Get used to Turkey time

You’ll find times can be very -ish. You might have a 2pm appointment, but if three people have turned up ahead of you, expect to wait. If you’ve arranged to meet friends for dinner at 7pm, don’t start glancing anxiously at your watch when they haven’t arrived by half past.

Such is the relaxed attitude to timekeeping it’s become known as ‘Turkey time’. If your local supplier tells you your water and gas bottles will be delivered in an hour, be prepared to stay at home for the rest of the afternoon.

Health and safety

We can guarantee there’ll be sights that will make you gasp. It might be someone using a welding gun without a visor. Or a couple of guys wielding chainsaws and standing in the bucket of a JCB, trimming overhanging branches as it drives along the road. (We promise, we’ve seen this with our own eyes.) 

You might find the difference in attitude to health and safety refreshing, depending on what you’re used to. You’ll almost certainly find it alarming on occasion. Be careful also around roadworks or building works – there’s often a lack of warning signs or barriers.

Driving you crazy

Getting behind the wheel of a car in Turkey is an adventure.

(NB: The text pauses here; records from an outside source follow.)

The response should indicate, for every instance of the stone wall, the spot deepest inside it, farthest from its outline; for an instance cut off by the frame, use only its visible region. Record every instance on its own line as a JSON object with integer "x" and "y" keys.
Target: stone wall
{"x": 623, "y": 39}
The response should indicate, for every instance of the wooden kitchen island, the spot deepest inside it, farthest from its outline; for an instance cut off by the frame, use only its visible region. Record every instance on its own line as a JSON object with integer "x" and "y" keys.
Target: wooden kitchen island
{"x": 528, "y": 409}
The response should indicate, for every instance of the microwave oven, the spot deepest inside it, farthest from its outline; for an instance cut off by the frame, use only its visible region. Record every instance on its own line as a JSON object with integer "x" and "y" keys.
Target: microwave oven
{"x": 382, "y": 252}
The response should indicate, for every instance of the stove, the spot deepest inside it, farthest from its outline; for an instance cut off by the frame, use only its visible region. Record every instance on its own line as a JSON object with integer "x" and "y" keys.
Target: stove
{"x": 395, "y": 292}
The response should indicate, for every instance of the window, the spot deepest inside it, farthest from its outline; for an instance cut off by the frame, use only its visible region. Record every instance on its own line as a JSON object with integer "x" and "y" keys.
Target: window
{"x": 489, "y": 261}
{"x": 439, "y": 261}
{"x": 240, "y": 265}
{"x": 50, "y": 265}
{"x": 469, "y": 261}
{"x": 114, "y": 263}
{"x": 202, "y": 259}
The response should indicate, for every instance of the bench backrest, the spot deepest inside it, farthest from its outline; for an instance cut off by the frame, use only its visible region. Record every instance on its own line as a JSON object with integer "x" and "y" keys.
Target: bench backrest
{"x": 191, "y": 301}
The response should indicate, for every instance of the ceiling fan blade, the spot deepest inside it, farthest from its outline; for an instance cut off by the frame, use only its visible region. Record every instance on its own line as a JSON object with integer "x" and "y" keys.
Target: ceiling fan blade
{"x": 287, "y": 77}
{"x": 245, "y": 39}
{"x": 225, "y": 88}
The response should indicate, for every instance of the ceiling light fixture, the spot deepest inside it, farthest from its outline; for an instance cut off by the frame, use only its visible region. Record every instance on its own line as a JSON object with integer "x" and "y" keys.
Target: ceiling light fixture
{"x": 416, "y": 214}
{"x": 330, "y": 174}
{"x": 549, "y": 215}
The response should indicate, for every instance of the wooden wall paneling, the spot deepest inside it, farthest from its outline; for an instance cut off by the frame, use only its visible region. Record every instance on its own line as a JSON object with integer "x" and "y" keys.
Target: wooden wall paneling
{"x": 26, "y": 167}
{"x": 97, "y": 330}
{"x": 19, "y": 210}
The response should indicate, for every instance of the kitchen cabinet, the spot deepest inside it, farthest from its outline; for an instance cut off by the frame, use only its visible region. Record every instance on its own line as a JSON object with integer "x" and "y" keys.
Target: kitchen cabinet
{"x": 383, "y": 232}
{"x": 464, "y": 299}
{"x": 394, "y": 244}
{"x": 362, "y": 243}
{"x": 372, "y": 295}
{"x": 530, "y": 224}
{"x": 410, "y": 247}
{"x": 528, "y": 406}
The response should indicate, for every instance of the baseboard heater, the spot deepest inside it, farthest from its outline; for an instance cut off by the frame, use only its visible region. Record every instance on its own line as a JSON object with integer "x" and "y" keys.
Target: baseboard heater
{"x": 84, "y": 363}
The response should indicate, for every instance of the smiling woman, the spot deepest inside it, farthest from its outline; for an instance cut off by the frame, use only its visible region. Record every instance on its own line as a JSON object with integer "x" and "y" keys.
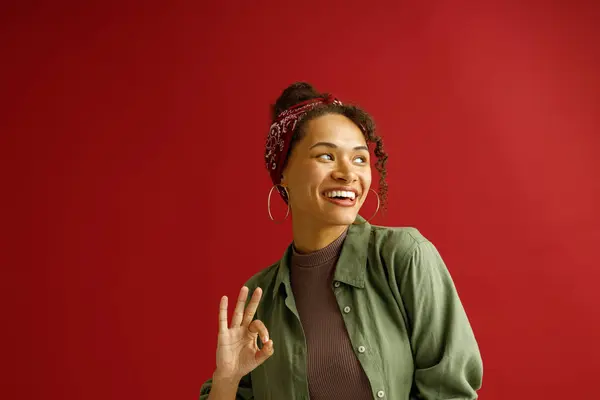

Traffic lights and ‘one way’ signs often seem to be regarded as guidelines rather than rules of the road. Be prepared for sudden lane-changes by other drivers, or for them to overtake at speed only to slam on the brakes to turn off in front of you.

Your best bet is to drive more defensively, use your horn frequently, and always wear your seatbelt.

The postal system

If you’ve come from somewhere with regular door-to-door mail delivery, this could come as a shock to the system. The mail service in Turkey varies from place to place. You might have a local PTT (post office) where you can collect letters and packages. In remote areas, there may be a designated drop-off point where you go and look for your mail. Or, occasionally, a PTT worker might arrive at your gate.

Wherever you plan to live in Antalya, ask around to find out the norm. You might be able to get a PTT mailbox, or post sent via a tracking service or courier could be your best option.